Five years old at Palais de Tokyo
I have recently started an internship at the culture department of the Danish Embassy in Paris. I enjoy this a lot, as I have always enjoyed art and literature, but it also stresses me out a bit. There are too many people and artists that I am supposed to know about, or at least to have heard about, and my namedropping skills remain at zero. It was therefore, feeling the need to be updated on cultural knowhow and general artistic coolness, that I went to the Palais de Tokyo opening with my very best intentions of being observant and critical. Lets just say that my plan didn’t pan out excactly the way I had envisioned it…
After a little wait in the rain, my friend and I, who had come directly from work, were let into an already bubbling atmosphere of people, smalltalk and smiles everywhere. Everybody seemed genuinly excited to be there and to experience Soleil Froid, Palais de Tokyo’s newest exhibition. Although I was thrown off for a minute by the excessive amount of beautiful, welldressed people, and the mounting wish for an afterwork beer, we quickly went downstairs and started moving our way through the underground labyrinth that is the lower floor of Palais de Tokyo. The place was crowded, but not in a bad way, and we enjoyed the very diverse pieces. We even found a piece by a danish artist, of a talking depressed fox in a mirror telling the story of the worlds demise, and I took a mental note and a phonephoto, to show to the good people at the embassy. The idea was, that maybe, in the realm of danish culture, I could get to come back during worktime and study it a bit closer. It never happened, but in the moment I felt at the epitomy of my cultural journey.
A little while later, we worked our way out of the downstairs labyrinth and into the arms of a cold beer on the first floor. We stood for a while and observed the people, until we noticed a corner covered with mirrors that seemed to be the entrance to something.

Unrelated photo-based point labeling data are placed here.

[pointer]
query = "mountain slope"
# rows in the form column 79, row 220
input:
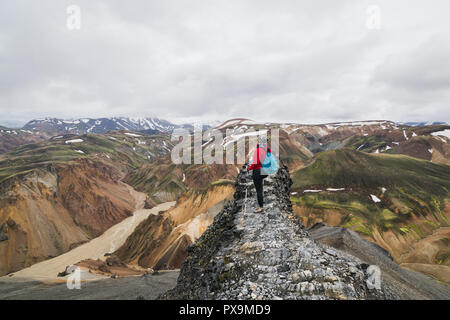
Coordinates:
column 244, row 255
column 399, row 202
column 60, row 193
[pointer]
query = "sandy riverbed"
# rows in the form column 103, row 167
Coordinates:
column 109, row 241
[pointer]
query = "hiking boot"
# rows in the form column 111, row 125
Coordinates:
column 259, row 210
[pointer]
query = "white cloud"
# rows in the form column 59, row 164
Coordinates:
column 299, row 61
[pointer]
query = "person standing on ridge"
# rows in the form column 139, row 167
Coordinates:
column 258, row 178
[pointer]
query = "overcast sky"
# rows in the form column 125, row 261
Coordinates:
column 299, row 61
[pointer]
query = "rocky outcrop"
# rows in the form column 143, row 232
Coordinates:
column 244, row 255
column 161, row 240
column 405, row 283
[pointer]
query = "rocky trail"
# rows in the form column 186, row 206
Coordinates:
column 245, row 255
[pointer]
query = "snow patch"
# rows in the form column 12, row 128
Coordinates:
column 74, row 141
column 375, row 198
column 445, row 133
column 132, row 134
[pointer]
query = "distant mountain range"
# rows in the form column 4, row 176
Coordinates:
column 103, row 125
column 423, row 123
column 146, row 125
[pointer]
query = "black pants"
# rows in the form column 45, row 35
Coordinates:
column 258, row 180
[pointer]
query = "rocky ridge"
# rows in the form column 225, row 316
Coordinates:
column 244, row 255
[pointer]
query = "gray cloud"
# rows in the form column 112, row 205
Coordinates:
column 299, row 61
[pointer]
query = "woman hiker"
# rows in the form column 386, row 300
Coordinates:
column 258, row 176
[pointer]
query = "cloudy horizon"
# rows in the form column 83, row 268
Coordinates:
column 295, row 61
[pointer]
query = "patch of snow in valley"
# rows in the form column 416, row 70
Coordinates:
column 445, row 133
column 132, row 134
column 335, row 189
column 375, row 198
column 74, row 141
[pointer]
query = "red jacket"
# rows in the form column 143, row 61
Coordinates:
column 258, row 158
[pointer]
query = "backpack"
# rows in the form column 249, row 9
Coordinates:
column 269, row 165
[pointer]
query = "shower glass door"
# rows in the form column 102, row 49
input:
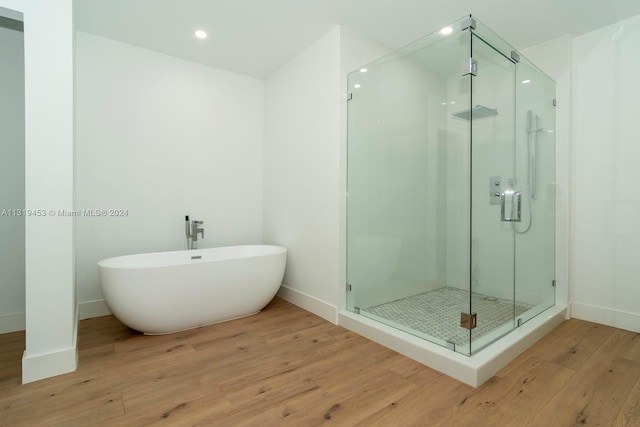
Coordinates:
column 496, row 196
column 450, row 188
column 408, row 199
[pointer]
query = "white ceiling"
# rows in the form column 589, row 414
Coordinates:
column 256, row 37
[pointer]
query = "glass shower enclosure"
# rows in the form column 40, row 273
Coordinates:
column 451, row 188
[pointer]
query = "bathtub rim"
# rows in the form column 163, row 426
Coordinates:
column 125, row 261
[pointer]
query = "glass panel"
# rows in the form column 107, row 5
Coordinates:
column 495, row 192
column 535, row 162
column 408, row 189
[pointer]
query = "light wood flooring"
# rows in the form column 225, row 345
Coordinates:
column 287, row 367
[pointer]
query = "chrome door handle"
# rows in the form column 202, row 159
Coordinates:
column 515, row 214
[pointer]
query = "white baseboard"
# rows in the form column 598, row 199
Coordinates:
column 12, row 323
column 309, row 303
column 41, row 366
column 91, row 309
column 606, row 316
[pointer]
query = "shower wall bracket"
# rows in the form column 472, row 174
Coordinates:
column 469, row 66
column 468, row 23
column 468, row 320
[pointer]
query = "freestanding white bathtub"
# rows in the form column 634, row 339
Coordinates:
column 165, row 292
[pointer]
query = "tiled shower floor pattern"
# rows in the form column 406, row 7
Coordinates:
column 437, row 313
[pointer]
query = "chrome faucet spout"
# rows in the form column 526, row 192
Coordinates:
column 195, row 229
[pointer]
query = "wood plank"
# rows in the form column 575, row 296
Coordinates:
column 596, row 393
column 355, row 403
column 629, row 415
column 285, row 366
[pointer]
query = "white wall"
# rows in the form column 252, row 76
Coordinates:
column 162, row 138
column 301, row 170
column 605, row 152
column 49, row 247
column 12, row 290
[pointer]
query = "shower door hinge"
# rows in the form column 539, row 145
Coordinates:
column 468, row 320
column 468, row 23
column 470, row 66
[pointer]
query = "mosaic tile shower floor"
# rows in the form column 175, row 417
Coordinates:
column 437, row 313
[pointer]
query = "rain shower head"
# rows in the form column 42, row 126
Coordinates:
column 478, row 112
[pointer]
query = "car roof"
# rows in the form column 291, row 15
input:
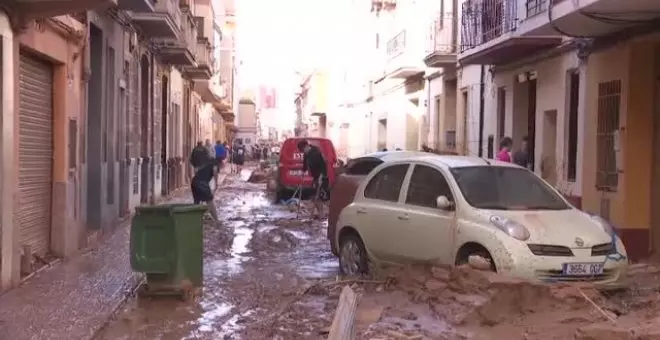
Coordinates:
column 444, row 161
column 450, row 161
column 394, row 155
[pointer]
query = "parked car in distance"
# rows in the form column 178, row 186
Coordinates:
column 289, row 174
column 444, row 209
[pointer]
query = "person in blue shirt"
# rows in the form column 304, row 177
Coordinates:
column 220, row 156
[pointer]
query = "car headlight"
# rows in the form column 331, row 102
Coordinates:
column 606, row 226
column 512, row 228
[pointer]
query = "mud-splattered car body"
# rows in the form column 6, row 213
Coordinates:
column 437, row 209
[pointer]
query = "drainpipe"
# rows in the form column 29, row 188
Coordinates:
column 482, row 94
column 428, row 129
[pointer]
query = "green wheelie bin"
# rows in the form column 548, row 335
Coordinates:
column 167, row 243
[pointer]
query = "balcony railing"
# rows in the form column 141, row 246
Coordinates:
column 170, row 7
column 396, row 45
column 203, row 54
column 382, row 5
column 443, row 37
column 485, row 20
column 536, row 7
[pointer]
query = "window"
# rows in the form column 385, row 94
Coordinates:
column 609, row 105
column 506, row 188
column 386, row 185
column 573, row 105
column 426, row 185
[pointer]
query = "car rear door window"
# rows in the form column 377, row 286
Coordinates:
column 362, row 167
column 386, row 185
column 426, row 185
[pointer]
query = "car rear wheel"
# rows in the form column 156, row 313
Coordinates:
column 353, row 258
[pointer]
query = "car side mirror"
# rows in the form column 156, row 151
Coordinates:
column 444, row 203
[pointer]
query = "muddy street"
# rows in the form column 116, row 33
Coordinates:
column 270, row 275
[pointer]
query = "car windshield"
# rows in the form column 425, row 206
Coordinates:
column 506, row 188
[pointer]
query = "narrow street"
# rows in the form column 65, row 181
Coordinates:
column 257, row 263
column 269, row 275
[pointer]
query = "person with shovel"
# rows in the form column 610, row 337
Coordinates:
column 200, row 186
column 315, row 164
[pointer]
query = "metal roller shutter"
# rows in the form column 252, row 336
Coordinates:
column 35, row 153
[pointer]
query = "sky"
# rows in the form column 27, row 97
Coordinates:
column 277, row 39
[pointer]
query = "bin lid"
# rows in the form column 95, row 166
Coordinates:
column 173, row 208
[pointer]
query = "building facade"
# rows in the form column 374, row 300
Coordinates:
column 582, row 89
column 101, row 104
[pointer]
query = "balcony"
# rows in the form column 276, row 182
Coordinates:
column 202, row 69
column 382, row 5
column 489, row 34
column 401, row 63
column 587, row 17
column 30, row 9
column 137, row 5
column 443, row 45
column 164, row 22
column 179, row 51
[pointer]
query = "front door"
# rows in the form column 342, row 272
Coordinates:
column 549, row 167
column 429, row 231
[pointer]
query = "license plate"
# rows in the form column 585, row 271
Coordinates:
column 582, row 269
column 295, row 173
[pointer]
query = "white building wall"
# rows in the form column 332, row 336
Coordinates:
column 551, row 95
column 469, row 79
column 435, row 90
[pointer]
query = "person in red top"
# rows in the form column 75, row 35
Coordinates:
column 504, row 155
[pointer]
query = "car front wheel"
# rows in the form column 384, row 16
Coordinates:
column 353, row 258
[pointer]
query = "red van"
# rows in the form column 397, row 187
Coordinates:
column 289, row 169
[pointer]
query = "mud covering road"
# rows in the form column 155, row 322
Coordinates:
column 270, row 275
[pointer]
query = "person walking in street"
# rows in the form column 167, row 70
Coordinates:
column 238, row 156
column 220, row 156
column 200, row 186
column 210, row 149
column 522, row 157
column 504, row 155
column 199, row 156
column 315, row 164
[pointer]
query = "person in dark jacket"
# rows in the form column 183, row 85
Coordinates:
column 315, row 164
column 238, row 156
column 200, row 186
column 199, row 156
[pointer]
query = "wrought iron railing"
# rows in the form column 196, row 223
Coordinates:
column 485, row 20
column 536, row 7
column 443, row 38
column 170, row 7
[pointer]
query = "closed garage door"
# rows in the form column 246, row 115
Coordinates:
column 35, row 153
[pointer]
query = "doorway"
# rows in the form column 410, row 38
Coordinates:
column 382, row 135
column 95, row 140
column 144, row 110
column 549, row 152
column 531, row 121
column 164, row 127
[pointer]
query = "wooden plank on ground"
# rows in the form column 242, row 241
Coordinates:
column 343, row 325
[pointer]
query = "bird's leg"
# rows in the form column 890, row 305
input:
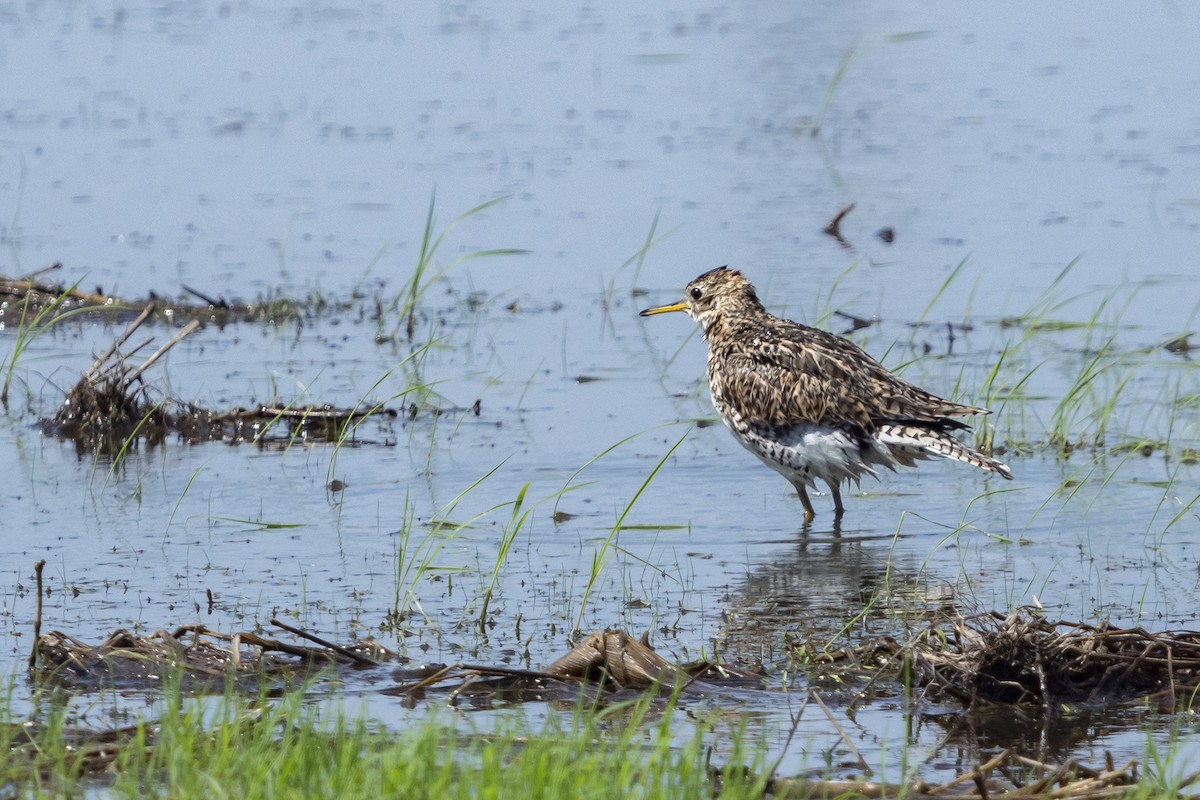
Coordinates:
column 835, row 491
column 809, row 513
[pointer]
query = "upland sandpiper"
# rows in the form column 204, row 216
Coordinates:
column 811, row 404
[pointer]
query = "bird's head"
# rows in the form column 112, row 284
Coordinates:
column 715, row 294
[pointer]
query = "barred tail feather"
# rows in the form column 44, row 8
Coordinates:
column 909, row 443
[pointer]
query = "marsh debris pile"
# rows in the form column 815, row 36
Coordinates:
column 29, row 296
column 1021, row 659
column 111, row 403
column 202, row 659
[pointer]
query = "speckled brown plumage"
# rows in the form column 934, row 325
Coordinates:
column 811, row 404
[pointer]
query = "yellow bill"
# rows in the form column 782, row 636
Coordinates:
column 665, row 310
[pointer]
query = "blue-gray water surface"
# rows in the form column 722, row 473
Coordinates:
column 247, row 150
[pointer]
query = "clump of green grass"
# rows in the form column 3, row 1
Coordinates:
column 252, row 749
column 33, row 323
column 427, row 271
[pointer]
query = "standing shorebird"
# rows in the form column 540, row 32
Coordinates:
column 811, row 404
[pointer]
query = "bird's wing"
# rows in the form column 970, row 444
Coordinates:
column 825, row 379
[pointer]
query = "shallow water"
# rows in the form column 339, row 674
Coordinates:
column 245, row 150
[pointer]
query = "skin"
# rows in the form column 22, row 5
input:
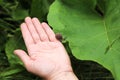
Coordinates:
column 45, row 56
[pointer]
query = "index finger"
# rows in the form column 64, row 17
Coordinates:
column 26, row 35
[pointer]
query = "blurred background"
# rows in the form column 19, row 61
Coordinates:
column 12, row 14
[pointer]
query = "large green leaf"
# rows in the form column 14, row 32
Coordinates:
column 92, row 36
column 39, row 8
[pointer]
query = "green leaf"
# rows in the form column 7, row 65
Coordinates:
column 11, row 70
column 91, row 36
column 19, row 14
column 39, row 8
column 3, row 39
column 15, row 42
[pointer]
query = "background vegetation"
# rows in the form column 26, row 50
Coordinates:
column 13, row 12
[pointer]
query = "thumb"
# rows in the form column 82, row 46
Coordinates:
column 22, row 55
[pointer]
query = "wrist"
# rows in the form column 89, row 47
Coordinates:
column 64, row 76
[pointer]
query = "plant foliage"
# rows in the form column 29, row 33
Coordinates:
column 92, row 28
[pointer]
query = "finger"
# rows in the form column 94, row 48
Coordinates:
column 26, row 35
column 23, row 56
column 32, row 29
column 49, row 31
column 42, row 34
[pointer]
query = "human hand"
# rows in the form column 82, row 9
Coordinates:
column 46, row 56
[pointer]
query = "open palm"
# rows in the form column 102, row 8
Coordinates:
column 46, row 55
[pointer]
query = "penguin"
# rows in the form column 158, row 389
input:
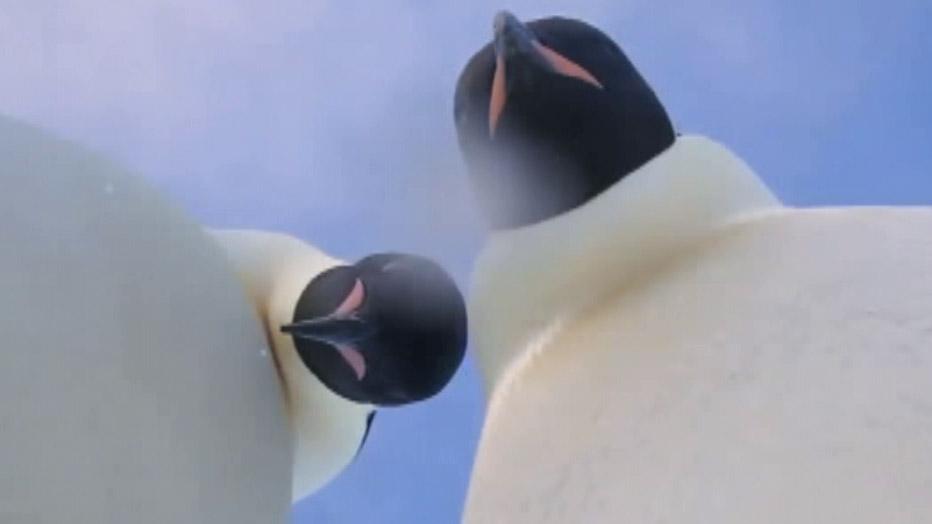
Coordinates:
column 660, row 338
column 347, row 338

Having recalled, that earlier, there used to be more exhibitions back in that corner, we made our way, past beautiful girls and boys in colorful clothes, until we were in front of the glimmering entrance. And that is when all seriousness, if there was any to begin with, evaporated. We found ourself in a hall of mirrors, as the ones you know from your childhood, and instantly we became five years old. We walked around, amazed like babies, looking at our own images reflected all over.
On the other side of the mirrored hall, the game of lights and mirrors continued as we, mesmerized by tiny pieces of mirrors, several light installations and a lit labyrinth of cloth, walked through what felt like several rooms of light and shadow. The excitement would have no end and everyone, old ladies as well as perky young hipsters, seemed enthralled in the same feeling of light and lightness. Of uncomplicated beauty and whimsicalness.
We felt happy and serene as we crossed the corridor and entered, what we assumed to be, the front hall that we came from. But we had misjudged the size of the museum and instead we found ourselves in the exact opposite of where we came from. We entered a big room and were immediately overwhelmed by the noise of what seemed to be a hundred schoolchildren. But instead of schoolchildren, what we saw were our fellow museumguests. Running around, stomping and throwing with things. In what can only be described as a big circus. We shrugged and joined the games. I took pictures as my friend happily stomped around on a noisemaker disguised as an installation, and we tried out several viewdistorting sunglasses. After a little while we quickly tired of the noise, and with tired eyes and excitement in our bodies, we returned to the dark, quiet coolness of the parisian evening. The last part of our journey had washed out any desire I had to be pseudointellectual, or even to retain the name of a single artist.
I went home with a smile on my face and a photo of a talking fox on my phone. I will come back another time to see the rest of the pieces once more, but for this evening, I had a wonderfull time just being five years old again.